Ada banyak kelompok anak-anak, yang kamu boleh bergabung atau tidak bergabung. Tiap-tiap hari kami berpikir tentang jenis permainan baru. Di antara barak yang satu dan yang lain kita bisa bermain petak-umpet, atau berlari berkejaran di sekeliling barak-barak itu. Jarak di antara barak dan barak merupakan jalanan tanah yang kotor. Di atas tanah itu kita bisa membikin garis-garis untuk bermain jingkat.

Ada banyak penyakit di dalam kamp. Hampir tidak ada hari berlalu tanpa ada yang mati. Maka kami selalu mendengar bunyi kentongan bambu dipukul. Bunyi itu terdengar sangat menyayat. Terutama jika kita tahu siapa yang meninggal itu. Tapi lama-lama kami hampir tidak lagi peduli. Kami terlalu asyik bermain-main.

15

Pada malam hari kita tidur di atas tempat tidur kayu. Kepala bersitentang tembok dan kaki di arah tengah ruangan. Masing-masing mendapat tempat selebar 50 cm. Kami berempat mendapat di sudut sekitar 2 x 2, atau 4 meter persegi. Tapi kami bikin seseronok mungkin, karena kami perindah dengan aneka benda yang masih ada pada kami.

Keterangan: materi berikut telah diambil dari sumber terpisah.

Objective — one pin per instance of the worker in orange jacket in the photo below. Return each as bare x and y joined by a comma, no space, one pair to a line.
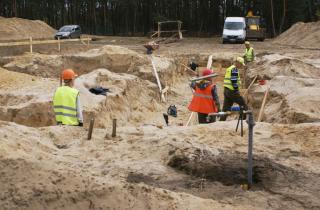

Jika kami sudah naik ke tempat-tidur, katakanlah ini rumah di dalam rumah kami, kami langsung mengucap ‘ceklik’, menirukan bunyi seakan-akan seseorang mengunci pintu. Lalu kami akan merasa ‘di rumah’ sendiri, dan seakan-akan tidak peduli lagi pada 80 orang lain yang ada di dalam satu ruangan.

16

Aku tahu benar jalan-jalan di dalam kamp. Di sebelah sana ada toko, tempat kita kadang-kadang bisa membeli makanan. Di toko ini tinggal seorang ibu yang sangat menjengkelkan, dan seorang cewek yang berteman denganku. Jika masih mempunyai uang barang sedikit, terkadang kami membeli pisang atau pindakas satu sendok-teh. Lalu sambil berjalan pulang kita jilati pindakas itu, seolah-olah es-krim saja. Tapi toko ini terlalu cepat ditutup. Maka kami hanya akan bisa ke toko, jika dadu permainan-angsa akan membawa kami ke sana.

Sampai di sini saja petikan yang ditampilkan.